In 2006 I came across a new way of taking photos. At an early Birmingham Flickrmeet, Stuart Parker was wielding a cardboard tube with an old camera stuck at the bottom. He poked his digital camera in the slot and clicked away. Later we saw his photos on the Flickr group and next month half the group were wielding these contraptions.
Through The Viewfinder, or TTV, was invented by an American going by the name of “Mr E” (who has since dropped off the radar). Around 2005 noticed the viewfinder of vintage cameras had interesting distortions which, when photographed with a digital camera, made for interesting images. He stuck a few on Flickr, others copied him and the TTV group was formed. In time the technique became fairly widespread but, thanks to Stu’s early involvement and the Flickrmeets, Birmingham probably had the greatest concentration of TTV practitioners for a while. For more on the history and practice of TTV see Russ Morris’ tutorial.
For me the technique scratched two itches.
Firstly it got me away from the need to make “perfect” photos. While I loved digital photography for the possibilities it gave me, I was becoming bored with how it drew me towards making pixel-perfect images. Photos could be degraded in Photoshop or Lightroom by increasing contrast and mimicking film, but that was too intentional. I didn’t want that control. I wanted the ghost in the machine to make the image, and for me to learn how to work with that. TTV gave me that ghost.
The second itch was my need to make things with my hands. I’ve never been a craftsman by any stretch but I do like hacking at things with tools. TTV needs a contraption to hold the two cameras at the right distance and block out light and making that contraption is as much a part of the process as taking the photos.
It also put me in a small community of photographers who were scratching the same itches, which given my lack of connection “normal” photographers was immensely helpful. I felt at home.
My first contraption was a Fuji Finepix bridge camera, retired from everyday use, attached to a Kodak Duaflex II.
I shot with this from 2006 until December 2009 when I slipped on the ice and broke the Fuji. Because a contraption is build to the optics of the top digital camera this contraption was now useless and I retired it. My 2010 exhibition, Homage To Contraption, consisted of every photo I had taken with these cameras mounted on a five metre board.
This marked a useful break in my process as I had to make a new contraption for my Nikon which give me much more control and a different aesthetic. Throughout 2010 I pushed the TTV technique further, developing the “grids” which became a trademark.
Also during 2010 I embarked on a series of markets, selling prints of my work at art markets throughout Birmingham. I secured a regular pitch at the Moseley Art Market and was a regular at the Handmade markets in the centre of Birmingham. I also had an Art On The Railings pitch at Artsfest. I also sold my work at the Created in Birmingham shop in the Bullring I was managing with Chris Unitt.
While my sales as TTV Pete broke even, it didn’t pay me a wage, and after a year I decided to stop. But the experience was immensely valuable in a number of ways.
- I was able to get immediate and visceral feedback to my work.

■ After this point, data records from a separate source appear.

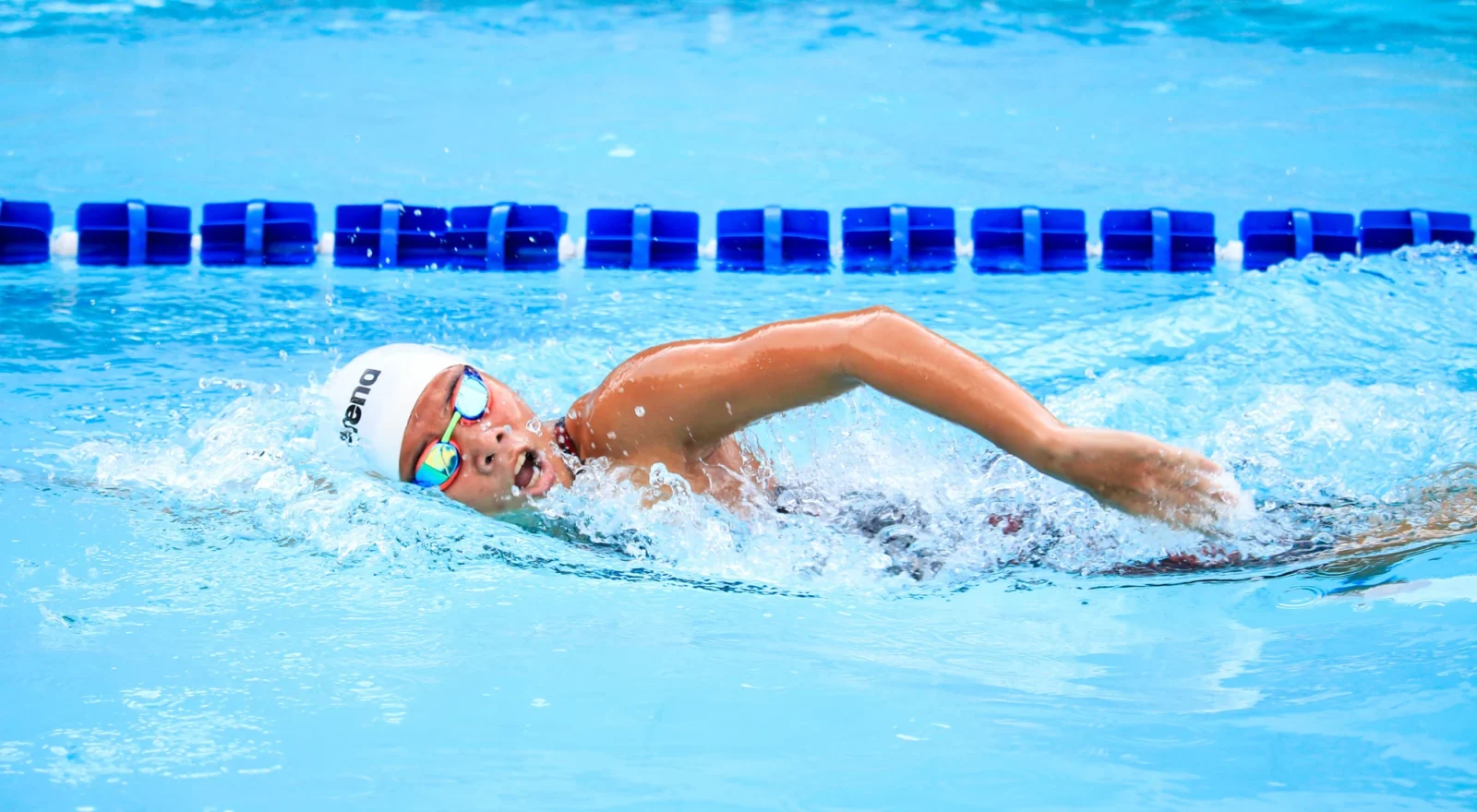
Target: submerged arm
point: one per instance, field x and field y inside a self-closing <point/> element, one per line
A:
<point x="694" y="393"/>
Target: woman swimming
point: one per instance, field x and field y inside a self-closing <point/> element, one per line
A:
<point x="425" y="417"/>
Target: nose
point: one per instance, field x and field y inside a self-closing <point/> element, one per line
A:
<point x="491" y="448"/>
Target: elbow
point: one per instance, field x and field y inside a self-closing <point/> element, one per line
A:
<point x="866" y="331"/>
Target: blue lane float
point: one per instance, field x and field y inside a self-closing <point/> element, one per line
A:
<point x="389" y="235"/>
<point x="506" y="236"/>
<point x="1381" y="231"/>
<point x="775" y="240"/>
<point x="133" y="233"/>
<point x="897" y="238"/>
<point x="258" y="233"/>
<point x="1272" y="236"/>
<point x="1159" y="240"/>
<point x="1028" y="240"/>
<point x="642" y="238"/>
<point x="26" y="233"/>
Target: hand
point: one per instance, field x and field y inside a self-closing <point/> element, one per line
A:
<point x="1145" y="477"/>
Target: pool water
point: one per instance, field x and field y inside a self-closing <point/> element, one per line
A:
<point x="207" y="604"/>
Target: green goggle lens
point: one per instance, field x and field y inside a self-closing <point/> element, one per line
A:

- The realisation that market stalls are very cheap public exhibition spaces with high footfall.
- Time spent with my camera leads to interesting experiments.
A case in point for the last one, during a horrible snowy market I had a go at making low frame-rate movies using the contraption. I stitched three of these together and made a moving triptych.

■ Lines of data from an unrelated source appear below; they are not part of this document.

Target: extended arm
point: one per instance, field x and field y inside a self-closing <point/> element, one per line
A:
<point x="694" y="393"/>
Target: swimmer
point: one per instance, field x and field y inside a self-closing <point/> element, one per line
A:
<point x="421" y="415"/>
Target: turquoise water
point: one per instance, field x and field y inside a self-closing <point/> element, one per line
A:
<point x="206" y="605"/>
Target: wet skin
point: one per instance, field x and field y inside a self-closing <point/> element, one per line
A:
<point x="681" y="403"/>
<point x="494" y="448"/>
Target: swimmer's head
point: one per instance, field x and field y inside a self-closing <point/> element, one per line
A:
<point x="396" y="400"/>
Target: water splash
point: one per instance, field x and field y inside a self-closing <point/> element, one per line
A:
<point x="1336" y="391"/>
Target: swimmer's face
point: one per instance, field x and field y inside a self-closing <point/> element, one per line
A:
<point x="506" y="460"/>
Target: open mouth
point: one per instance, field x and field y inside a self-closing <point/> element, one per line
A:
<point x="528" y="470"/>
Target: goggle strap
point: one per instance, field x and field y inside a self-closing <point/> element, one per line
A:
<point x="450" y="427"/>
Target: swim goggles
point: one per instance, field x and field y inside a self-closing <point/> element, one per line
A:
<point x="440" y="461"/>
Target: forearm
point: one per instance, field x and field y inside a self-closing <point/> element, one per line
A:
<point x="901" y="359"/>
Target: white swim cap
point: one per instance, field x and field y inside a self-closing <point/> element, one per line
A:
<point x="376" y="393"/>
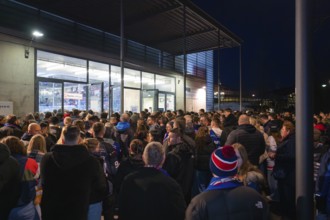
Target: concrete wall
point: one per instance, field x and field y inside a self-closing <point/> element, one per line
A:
<point x="17" y="77"/>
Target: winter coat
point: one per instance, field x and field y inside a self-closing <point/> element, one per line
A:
<point x="10" y="179"/>
<point x="149" y="194"/>
<point x="204" y="149"/>
<point x="251" y="139"/>
<point x="12" y="130"/>
<point x="69" y="176"/>
<point x="179" y="164"/>
<point x="126" y="167"/>
<point x="236" y="204"/>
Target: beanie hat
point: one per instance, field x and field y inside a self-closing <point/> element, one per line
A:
<point x="223" y="162"/>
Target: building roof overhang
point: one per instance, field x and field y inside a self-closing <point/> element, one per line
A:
<point x="159" y="24"/>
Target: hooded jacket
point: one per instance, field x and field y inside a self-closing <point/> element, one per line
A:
<point x="10" y="179"/>
<point x="252" y="139"/>
<point x="70" y="175"/>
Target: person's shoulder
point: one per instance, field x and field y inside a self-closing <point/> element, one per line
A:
<point x="245" y="193"/>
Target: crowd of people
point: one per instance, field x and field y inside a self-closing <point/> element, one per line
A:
<point x="160" y="165"/>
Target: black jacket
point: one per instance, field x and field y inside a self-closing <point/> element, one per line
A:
<point x="240" y="203"/>
<point x="252" y="139"/>
<point x="179" y="164"/>
<point x="10" y="179"/>
<point x="149" y="194"/>
<point x="69" y="176"/>
<point x="204" y="149"/>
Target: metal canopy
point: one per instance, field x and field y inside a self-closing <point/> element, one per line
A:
<point x="154" y="23"/>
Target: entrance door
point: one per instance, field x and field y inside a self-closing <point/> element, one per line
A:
<point x="95" y="95"/>
<point x="50" y="96"/>
<point x="166" y="101"/>
<point x="149" y="100"/>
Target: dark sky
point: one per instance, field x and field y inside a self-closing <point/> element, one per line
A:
<point x="268" y="31"/>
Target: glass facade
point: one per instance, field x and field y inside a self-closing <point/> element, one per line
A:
<point x="66" y="83"/>
<point x="50" y="96"/>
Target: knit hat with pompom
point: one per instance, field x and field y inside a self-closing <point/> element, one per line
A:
<point x="223" y="162"/>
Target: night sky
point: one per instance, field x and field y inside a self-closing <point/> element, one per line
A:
<point x="268" y="31"/>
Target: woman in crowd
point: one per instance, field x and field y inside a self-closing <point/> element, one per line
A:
<point x="25" y="208"/>
<point x="204" y="148"/>
<point x="284" y="170"/>
<point x="249" y="174"/>
<point x="36" y="149"/>
<point x="95" y="207"/>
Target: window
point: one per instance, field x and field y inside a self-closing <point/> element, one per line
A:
<point x="132" y="78"/>
<point x="56" y="66"/>
<point x="165" y="84"/>
<point x="132" y="100"/>
<point x="50" y="96"/>
<point x="148" y="80"/>
<point x="75" y="96"/>
<point x="98" y="76"/>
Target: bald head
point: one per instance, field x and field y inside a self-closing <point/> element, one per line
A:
<point x="243" y="120"/>
<point x="124" y="117"/>
<point x="34" y="128"/>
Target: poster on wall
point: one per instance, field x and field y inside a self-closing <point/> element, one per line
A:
<point x="6" y="107"/>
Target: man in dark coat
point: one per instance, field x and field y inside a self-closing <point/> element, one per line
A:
<point x="70" y="175"/>
<point x="10" y="179"/>
<point x="11" y="127"/>
<point x="179" y="162"/>
<point x="225" y="197"/>
<point x="150" y="193"/>
<point x="230" y="122"/>
<point x="247" y="135"/>
<point x="285" y="164"/>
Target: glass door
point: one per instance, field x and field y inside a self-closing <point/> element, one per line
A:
<point x="50" y="96"/>
<point x="170" y="102"/>
<point x="95" y="95"/>
<point x="166" y="101"/>
<point x="75" y="96"/>
<point x="149" y="98"/>
<point x="161" y="102"/>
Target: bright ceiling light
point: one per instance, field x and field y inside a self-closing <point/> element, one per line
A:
<point x="37" y="34"/>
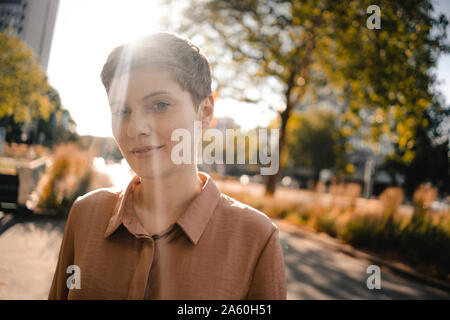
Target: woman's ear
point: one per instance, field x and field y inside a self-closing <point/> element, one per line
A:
<point x="206" y="111"/>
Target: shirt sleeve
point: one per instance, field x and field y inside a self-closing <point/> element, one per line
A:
<point x="269" y="279"/>
<point x="59" y="289"/>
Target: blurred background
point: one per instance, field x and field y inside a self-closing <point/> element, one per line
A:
<point x="360" y="96"/>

Following on from other experiments in TTV movies this triptych took my dominant style of photography, the grid, to a new place. This lead to being asked to exhibit in the Dead Space show at Birmingham Library by Claire Farrell of EC Arts. I showed new moving triptychs in a custom-built sculpture of monitors, cardboard and duct tape.
This experience stretched me artistically and it took a long time to not see it as a failure in many ways. I felt I had become distracted by the form, the structure, and not thought about the content. But ultimately it was a positive experience, pushing me out of my comfort zone and forcing me to think of my responsibility to the audience.
It also had the side-effect of ending my TTV practice. To make the movies I took tens of thousands of photos and soon after the shutter on my Nikon D70s gave out. The contraption didn’t work with my new D7000 and, feeling the tool had become an aesthetic crutch, I decided to stop. TTV Pete became Art Pete, the remaining prints were sold off and a new chapter stumbled around in the dark.